3. The process of claim 1, wherein the alpha-amylase variant is added in an amount greater than 0.05 mg enzyme protein per gram dry solids.

4. The process of claim 1, wherein the alpha-amylase variant comprises a substitution at position 176 and/or 185 of SEQ ID NO: 1.

5. The process of claim 1, wherein the alpha-amylase variant comprises a substitution at one or more of positions 176, 185, 360 and/or 437 of SEQ ID NO: 1.

6. The process of claim 1, comprising a glucoamylase and a beta-amylase.

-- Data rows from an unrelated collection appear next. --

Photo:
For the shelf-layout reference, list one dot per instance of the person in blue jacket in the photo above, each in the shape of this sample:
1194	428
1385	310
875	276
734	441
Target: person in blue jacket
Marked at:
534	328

7. The process of claim 1, further comprising addition of an enzyme selected from the group consisting of cyclodextrin glucanotransferase, fungal alpha-amylase, Bacillus alpha-amylase, barley beta-amylase, isoamylase, pullulanase, or a combination thereof.

8. The process of claim 1, wherein the starch slurry has 20-55% dry solids granular starch.

9. The process of claim 1, wherein at least 85%, of the dry solids of the granular starch is converted into a soluble starch hydrolysate.

10. The process of claim 1, wherein the temperature is at least 58° C.

11. The process of claim 1, wherein the pH is in the range of 3.0 to 7.0.

12. The process of claim 1, wherein the soluble starch hydrolysate has a DX of at least 94.5%.

13. The process of claim 1, wherein the dominating saccharide in the soluble starch hydrolysate is glucose or maltose.

14. The process of claim 1, wherein the granular starch is obtained from tubers, roots, stems, or whole grain.

15. The process of claim 1, wherein the granular starch is obtained from cereals.

16. The process of claim 1, wherein the granular starch is obtained from corn, cobs, wheat, barley, rye, milo, sago, cassava, tapioca, sorghum, rice or potatoes.

17. The process of claim 1, wherein the granular starch is obtained from dry milling of whole grain or from wet milling of whole grain.

18. The process of claim 1, wherein the process is conducted in an ultrafiltration system and where the retentate is held under recirculation in presence of enzymes, raw starch and water and where the permeate is the soluble starch hydrolysate.

19. A process for production of high fructose starch-based syrup (HFSS), wherein a soluble starch hydrolysate of the process of claim 1 is subjected to conversion into high fructose starch-based syrup (HFSS).

20. A process for production of maltose syrup, wherein a soluble starch hydrolysate of the process of claim 1 is subjected to conversion into maltose syrup.